Return a dictionary with solver state and workspace information.

**Returns:** `dict` with keys:

| Key | Description |
|---|---|
| `n` | Matrix dimension |
| `symbolic_status` | Status of symbolic factorization (e.g., `"SparseStatusOK"`) |
| `numeric_status` | Status of numeric factorization (e.g., `"SparseStatusOK"`) |
| `factor_workspace_allocated_bytes` | Bytes allocated for factorization workspace |
| `solve_workspace_allocated_bytes` | Bytes allocated for solve workspace |
| `factor_workspace_required_bytes` | Bytes required for factorization (if symbolic analysis done) |
| `symbolic_workspace_double` | Symbolic workspace size reported by Accelerate |
| `factor_size_double` | Factor size reported by Accelerate |
| `solve_workspace_required_bytes_1rhs` | Solve workspace bytes for a single RHS (if numeric factorization done) |
| `solve_workspace_static` | Static solve workspace component |
| `solve_workspace_per_rhs` | Per-RHS solve workspace component |

---

### Properties

| Property | Type | Description |
|---|---|---|
| `solver.n` | `int` | Matrix dimension. |
| `solver.symbolic_status` | `str` | Symbolic factorization status string. |
| `solver.numeric_status` | `str` | Numeric factorization status string. |

## Typical workflow

```
solver = LDLTSolver(A) ──► solve()              # one-shot usage
              │
              └── refactor(values) ──► solve()   # same pattern, new values

solver = LDLTSolver(A_new) ──► solve()           # new sparsity pattern
```

1. **One-shot solve:** Pass `A` to the constructor, then call `solve()`.
2. **Repeated solves, same pattern:** Call `refactor(new_vals)` then `solve()`.
   The symbolic analysis from the constructor is reused.
3. **New sparsity pattern:** Create a new `LDLTSolver` with the new matrix.

## Triangle conventions

Accelerate's symmetric solver reads only one triangle of the matrix.
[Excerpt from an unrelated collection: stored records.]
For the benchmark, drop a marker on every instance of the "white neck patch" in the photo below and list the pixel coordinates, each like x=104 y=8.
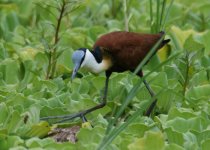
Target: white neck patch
x=92 y=65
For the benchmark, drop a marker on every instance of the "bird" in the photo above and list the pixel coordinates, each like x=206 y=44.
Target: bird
x=116 y=51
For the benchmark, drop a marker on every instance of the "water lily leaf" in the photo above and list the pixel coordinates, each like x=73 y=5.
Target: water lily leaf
x=10 y=141
x=37 y=130
x=174 y=136
x=151 y=140
x=191 y=45
x=183 y=125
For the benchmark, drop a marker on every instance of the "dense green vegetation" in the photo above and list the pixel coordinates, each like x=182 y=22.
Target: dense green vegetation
x=35 y=70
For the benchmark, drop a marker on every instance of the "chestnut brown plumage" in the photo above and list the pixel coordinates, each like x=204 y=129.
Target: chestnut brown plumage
x=115 y=52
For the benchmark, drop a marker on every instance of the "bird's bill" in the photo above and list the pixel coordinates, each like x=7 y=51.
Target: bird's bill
x=74 y=73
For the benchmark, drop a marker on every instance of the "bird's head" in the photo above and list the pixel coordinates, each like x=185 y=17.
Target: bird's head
x=77 y=58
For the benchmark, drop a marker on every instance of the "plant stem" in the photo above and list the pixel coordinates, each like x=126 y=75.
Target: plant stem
x=126 y=15
x=186 y=74
x=54 y=52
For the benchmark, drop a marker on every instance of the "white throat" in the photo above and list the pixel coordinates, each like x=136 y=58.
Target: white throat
x=92 y=65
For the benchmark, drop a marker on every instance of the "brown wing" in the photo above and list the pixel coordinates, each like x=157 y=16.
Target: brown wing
x=127 y=49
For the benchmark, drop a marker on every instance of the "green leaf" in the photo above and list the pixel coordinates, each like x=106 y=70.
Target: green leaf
x=37 y=130
x=205 y=144
x=191 y=45
x=198 y=92
x=174 y=136
x=151 y=140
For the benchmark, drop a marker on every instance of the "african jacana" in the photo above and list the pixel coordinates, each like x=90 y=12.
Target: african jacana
x=115 y=52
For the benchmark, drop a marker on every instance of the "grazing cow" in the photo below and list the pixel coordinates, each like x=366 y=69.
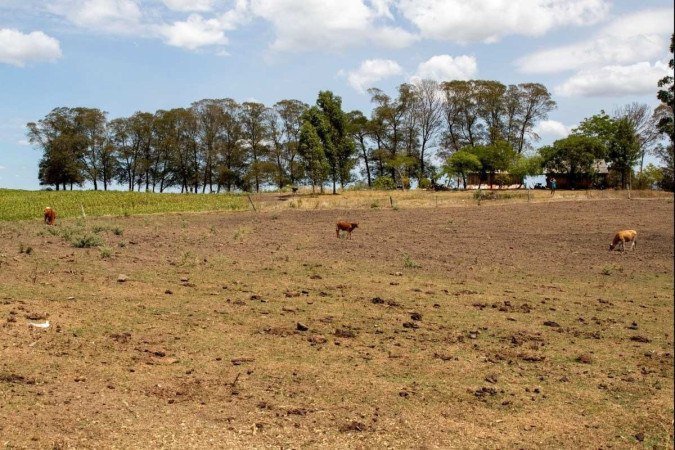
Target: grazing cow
x=345 y=226
x=50 y=216
x=623 y=236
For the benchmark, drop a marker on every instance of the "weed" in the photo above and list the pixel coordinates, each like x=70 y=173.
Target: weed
x=25 y=249
x=409 y=263
x=240 y=233
x=86 y=241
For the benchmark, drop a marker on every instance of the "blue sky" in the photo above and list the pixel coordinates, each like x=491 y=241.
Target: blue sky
x=124 y=56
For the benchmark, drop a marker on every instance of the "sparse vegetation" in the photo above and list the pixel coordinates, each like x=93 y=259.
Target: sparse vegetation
x=295 y=336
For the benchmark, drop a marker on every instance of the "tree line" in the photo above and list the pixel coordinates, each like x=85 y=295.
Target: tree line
x=426 y=131
x=220 y=144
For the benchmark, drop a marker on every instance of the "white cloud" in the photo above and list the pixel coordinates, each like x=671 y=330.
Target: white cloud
x=371 y=71
x=329 y=25
x=628 y=39
x=114 y=16
x=447 y=68
x=552 y=129
x=195 y=32
x=635 y=79
x=189 y=5
x=19 y=49
x=489 y=21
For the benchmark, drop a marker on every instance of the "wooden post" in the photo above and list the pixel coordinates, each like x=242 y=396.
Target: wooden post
x=249 y=199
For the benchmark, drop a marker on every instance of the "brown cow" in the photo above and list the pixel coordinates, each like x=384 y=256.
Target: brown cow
x=50 y=216
x=345 y=226
x=623 y=236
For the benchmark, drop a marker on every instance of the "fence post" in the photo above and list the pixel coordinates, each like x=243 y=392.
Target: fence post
x=249 y=199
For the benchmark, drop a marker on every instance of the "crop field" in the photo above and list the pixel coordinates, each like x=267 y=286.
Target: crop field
x=442 y=323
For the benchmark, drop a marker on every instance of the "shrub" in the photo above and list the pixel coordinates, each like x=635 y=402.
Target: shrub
x=384 y=183
x=425 y=183
x=87 y=241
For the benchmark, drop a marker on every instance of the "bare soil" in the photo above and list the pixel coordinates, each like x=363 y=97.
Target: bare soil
x=491 y=326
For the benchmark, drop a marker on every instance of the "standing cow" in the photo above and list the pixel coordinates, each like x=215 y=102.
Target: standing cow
x=345 y=226
x=50 y=215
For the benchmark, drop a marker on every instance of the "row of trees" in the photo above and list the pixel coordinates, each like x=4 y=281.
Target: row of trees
x=622 y=140
x=427 y=130
x=219 y=144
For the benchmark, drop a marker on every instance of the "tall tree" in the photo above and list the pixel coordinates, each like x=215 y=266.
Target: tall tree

You
specify which triangle is stored via the `triangle` parameter:

```python
import numpy as np
import scipy.sparse as sp

A_full = np.array([
    [4.0, 1.0],
    [1.0, 3.0],
])

# If you store the upper triangle:
A_upper = sp.csc_matrix(np.triu(A_full))
solver = LDLTSolver(A_upper, triangle="upper")

# If you store the lower triangle:
A_lower = sp.csc_matrix(np.tril(A_full))
solver = LDLTSolver(A_lower, triangle="lower")
```

If you pass a full symmetric matrix with `triangle="upper"`, only the upper
triangle entries are used — the lower triangle is ignored (and vice versa).